Dengan kata lain, mengembalikan alat bagi diri kita yang selama ini kita prasangkai sebagai diri kita kepada diri kita sesungguhnya.

(Diolah dari: Agus Sukoco)

MAMPIR MEDANG (54) : Rumah di Atas Pohon di Tengah Kota

Di beberapa daerah tertentu di Papua orang-orang membuat rumah di atas pohon yang sangat tinggi. Hal itu dilakukan untuk menyesuaikan keadaan alam di sana. Sebab kalau mereka membuat rumah di bawah, mereka rawan dari ancaman binatang buas juga dari nyamuk berbahaya yang hidup hingga ketinggian tertentu.

Berbeda keadaannya dengan orang yang hidup di tengah kota. Menjadi aneh jika mereka membuat rumah di atas pohon yang tinggi. Sebab tidak ada alasan untuk mendasari.

Dalam konteks demokrasi, Barat menganutnya sebab berangkat dari keadaan sosial di sana. Dimana orang satu sama lain sama kedudukannya, sebab mereka semua sama-sama pendatang.

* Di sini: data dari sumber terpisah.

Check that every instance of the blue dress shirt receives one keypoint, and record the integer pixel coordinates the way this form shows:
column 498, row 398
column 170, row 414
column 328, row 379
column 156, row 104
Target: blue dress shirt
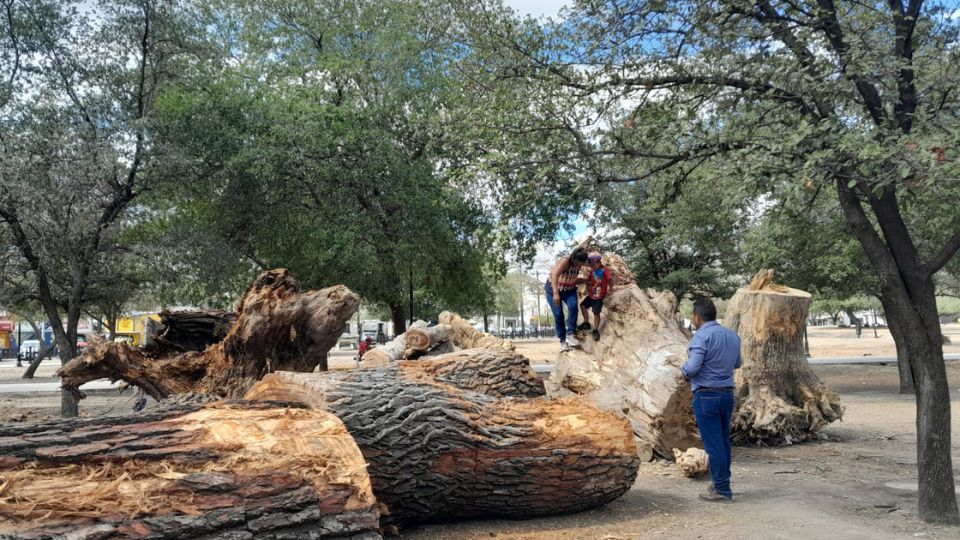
column 713, row 355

Sementara, kondisi sosial di Indonesia berbeda dengan di sana. Sebab kita adalah Bangsa tua yang memiliki sangat kaya warisan ijtihad kepemimpinan. Maka menjadi aneh jika kita melakukan praktek demokrasi dengan sekedar ikut-ikutan Barat saja.

(Diolah dari: Agus Sukoco)

MAMPIR MEDANG (53) : Anugerah Kertas, Kuas dan Cat

Kalau saya guru, anda murid. Lalu saya memberi anda kertas, kuas dan cat maka apa yang Anda pahami? Anda pasti langsung paham bahwa maksudnya adalah saya menyuruh Anda menggambar. Bukan menyuruh yang lain.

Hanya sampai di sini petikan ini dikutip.